Tous les pays d’Europe n’effectuent pas les mêmes contrôles dans les gares. BELGA

L’attaque déjouée d’un homme armé à bord d’un Thalys pose la question de la sécurité dans les gares et trains.

Quelques heures après cette attaque, le gouvernement belge a décidé de renforcer les mesures de sécurité dans les trains et les gares du pays: contrôle des bagages renforcé, intensification des patrouilles dans les Thalys et dans les gares.

De telles mesures sont en effet décidées par les gouvernements, et non par les compagnies ferroviaires. Le Premier ministre français, Manuel Valls, a ainsi annoncé que la Société nationale des chemins de fer français (SNCF) allait «mettre en place un numéro national de signalement des situations anormales.»

«Je crois que la question d’étendre le système des aéroports aux gares, aujourd’hui, on ne peut pas dire que c’est réaliste», en raison du nombre trop important de voyageurs dans les gares, 20 fois plus que dans les aéroports, selon le président de la SNCF, Guillaume Pepy.

Quant à contrôler seulement quelques lignes à grande vitesse, ou internationales, cela nécessite d’être, «comme Eurostar, dans un domaine complètement fermé. Soit vous êtes exhaustif, soit votre efficacité est faible.»

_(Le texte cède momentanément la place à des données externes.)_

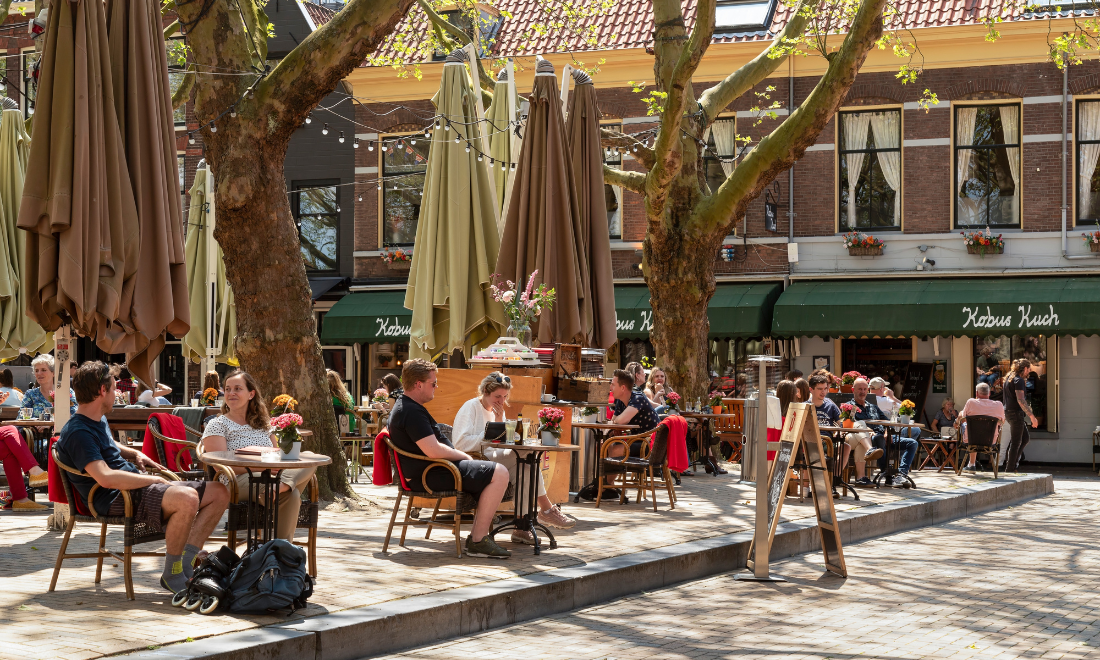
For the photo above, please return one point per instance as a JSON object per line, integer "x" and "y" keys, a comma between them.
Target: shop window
{"x": 613, "y": 195}
{"x": 870, "y": 169}
{"x": 993, "y": 356}
{"x": 1088, "y": 154}
{"x": 404, "y": 165}
{"x": 987, "y": 166}
{"x": 718, "y": 160}
{"x": 317, "y": 212}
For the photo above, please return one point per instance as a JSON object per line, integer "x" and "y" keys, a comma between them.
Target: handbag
{"x": 495, "y": 431}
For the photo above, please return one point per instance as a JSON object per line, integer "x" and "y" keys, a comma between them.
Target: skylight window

En France, gendarmes et militaires arpentent les quelque 3 000 gares, arme à la main. C’est également le cas en Grande-Bretagne, où des membres de la British Transport Police (BTP) sont présents dans les grandes gares, souvent armés. Mais nos voisins d’Outre-Manche ne subissent pas non plus de contrôle des bagages avant d’embarquer à bord d’un train.

Même chose en Suisse, ou encore en Allemagne, où la police fédérale a conclu en 2000 avec la Deutsche Bahn un accord prévoyant des échanges d’informations et de vidéosurveillance, ainsi que des actions de prévention.

Les gares italiennes, connues pour leur désorganisation, soumettent les passagers, depuis le 1er mai et au départ de certaines grandes gares, à des contrôles de sécurité avant d’embarquer.

Seule l’Espagne, profondément marquée par les attentats du 11 mars 2004 à Madrid qui avaient fait 191 morts et près de 1 900 blessés dans quatre trains de banlieue, contrôle les bagages des passagers des trains longue distance.

Eurostar, filiale de la SNCF qui relie la Grande-Bretagne à la France, demande également à ses passagers d’arriver plus d’une demi-heure avant le départ du train, et leur fait passer un contrôle de sécurité comme à l’aéroport.

Mais cela est dû, d’une part, aux contrôles d’identité effectués pour entrer au Royaume-Uni, qui ne fait pas partie de l’espace Schengen, et aux mesures de sécurité nécessaires avant d’emprunter le tunnel sous la Manche.